President Bush told more than 5,000 cheering supporters Wednesday in the heavily Republican suburbs of Milwaukee that his conservative values in building up the nation's defenses and instituting tax cuts are solutions to America's problems and that Democrat John Kerry should not be allowed to derail them.

As he did Tuesday in Michigan and Minnesota, Mr. Bush lampooned Kerry's claim to represent solid, middle-American values, pointing to Kerry's embrace of the Hollywood crowd. He called the Democrat "out of the mainstream" on everything from funding the Iraq war to barring late-term abortions.

Mr. Bush said his approaches to national security and the economy are working so well that Kerry is trying to embrace conservatism.

"He said he was the candidate of conservative values," Mr. Bush said of Kerry's comments on a recent trip to the Midwest.

"You might remind the voters that when we came to office, the stock market was in decline and the economy was in recession," Mr. Bush said. "We acted. We delivered historic tax relief.

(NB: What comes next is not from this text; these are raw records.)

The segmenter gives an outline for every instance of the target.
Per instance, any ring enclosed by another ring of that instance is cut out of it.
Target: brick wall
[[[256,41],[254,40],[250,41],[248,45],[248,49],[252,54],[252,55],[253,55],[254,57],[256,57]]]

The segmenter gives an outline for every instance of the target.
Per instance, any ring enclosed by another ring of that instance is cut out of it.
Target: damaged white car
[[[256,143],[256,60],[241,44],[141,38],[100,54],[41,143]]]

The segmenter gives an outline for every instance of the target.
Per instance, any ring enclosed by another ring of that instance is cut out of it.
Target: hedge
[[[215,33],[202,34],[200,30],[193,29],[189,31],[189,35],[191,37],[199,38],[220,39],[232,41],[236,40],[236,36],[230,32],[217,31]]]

And, in the past three years, America has had the fastest growing economy of any major industrialized nation.

Turning to his decision to invade Iraq, Mr. Bush said, "Although we haven't found the stockpiles of weapons of mass destruction, we removed a declared enemy of America who had the capability to produce weapons of mass destruction." Saddam Hussein "could have passed that capability to terrorists," he said.

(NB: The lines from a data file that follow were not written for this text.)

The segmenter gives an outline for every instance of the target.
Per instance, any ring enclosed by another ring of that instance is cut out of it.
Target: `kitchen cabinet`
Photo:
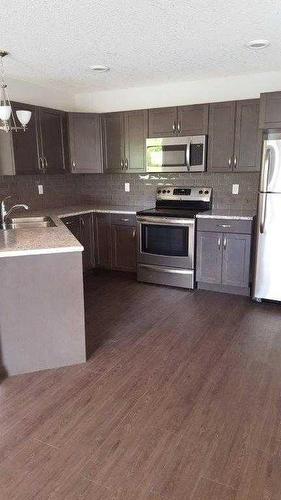
[[[74,215],[72,217],[64,217],[62,219],[66,227],[71,231],[73,236],[83,245],[82,253],[83,271],[95,267],[94,261],[94,244],[93,244],[93,218],[92,214]]]
[[[94,239],[96,267],[111,269],[111,215],[94,214]]]
[[[150,109],[149,137],[207,134],[208,114],[208,104]]]
[[[70,170],[102,172],[101,119],[96,113],[68,113]]]
[[[32,112],[26,131],[0,132],[0,175],[63,173],[67,161],[66,114],[56,109],[12,103]]]
[[[64,120],[57,109],[38,108],[39,158],[42,170],[48,174],[65,171]]]
[[[208,170],[249,172],[260,168],[259,100],[210,104]]]
[[[281,128],[281,92],[261,94],[259,127]]]
[[[199,288],[249,295],[251,234],[251,221],[198,219]]]
[[[143,172],[147,111],[106,113],[102,123],[105,171]]]
[[[111,225],[112,268],[136,271],[136,218],[113,214]]]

In a state he lost by less than 6,000 votes four years ago, the president started his second bus tour of Wisconsin in two months in Waukesha County, where he bested Vice President Al Gore by a margin of better than 2-to-1. Mr. Bush's 133,000 votes in Waukesha County represented more than 10 percent of his total in Wisconsin.

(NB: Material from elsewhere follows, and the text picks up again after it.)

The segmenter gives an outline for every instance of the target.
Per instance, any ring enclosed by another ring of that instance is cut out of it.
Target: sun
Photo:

The 12th trip of Mr. Bush's presidency to Wisconsin was part of two days of campaigning through three states that he lost to Democrat Al Gore four years ago. In appearances Tuesday in Marquette, Mich., and Duluth, Minn., the president defended his decision to go to war in Iraq.

Riding across the other side of Wisconsin in a bus tour two months ago, Mr. Bush highlighted his tax cuts as a key to improving the economy, lowering unemployment and creating new jobs.

Now the White House is grappling with a report from a Republican-led Senate committee that harshly criticizes unsubstantiated U.S. intelligence on weapons of mass destruction that have not been found. The faulty intelligence laid the groundwork for sending 140,000 U.S. troops to Iraq.

"The problem is how do you continue to justify the war in Iraq and connect it to the war on terrorism rather than have it tied to weapons of mass destruction," said University of Wisconsin political science professor Charles Franklin. "It's a pretty bold position that the president is taking."

Mr. Bush roundly criticized Kerry's pronouncement that he and running mate John Edwards were proud of the fact that they opposed in the Senate the $87 billion aid package for Afghanistan and Iraq. Kerry said they had done so because "we knew the policy had to be changed."

"Members of Congress should not vote to send troops into battle and then vote against funding them, and then brag about it," Mr. Bush said during Tuesday's trip to Marquette in Michigan's Upper Peninsula and to Duluth, Minn., two Midwest states that Bush lost to Gore in 2000.

Edwards said in an interview aired Wednesday on NBC's "Today" show that he and Kerry trusted Mr. Bush to put in place a detailed plan for Iraq, but the president failed.

"My view was I had to stand up and say `No, this is not working. We have to change course,'" Edwards said.

Kerry was off the campaign trail Wednesday in Boston, working on his speech for the Democratic convention later this month.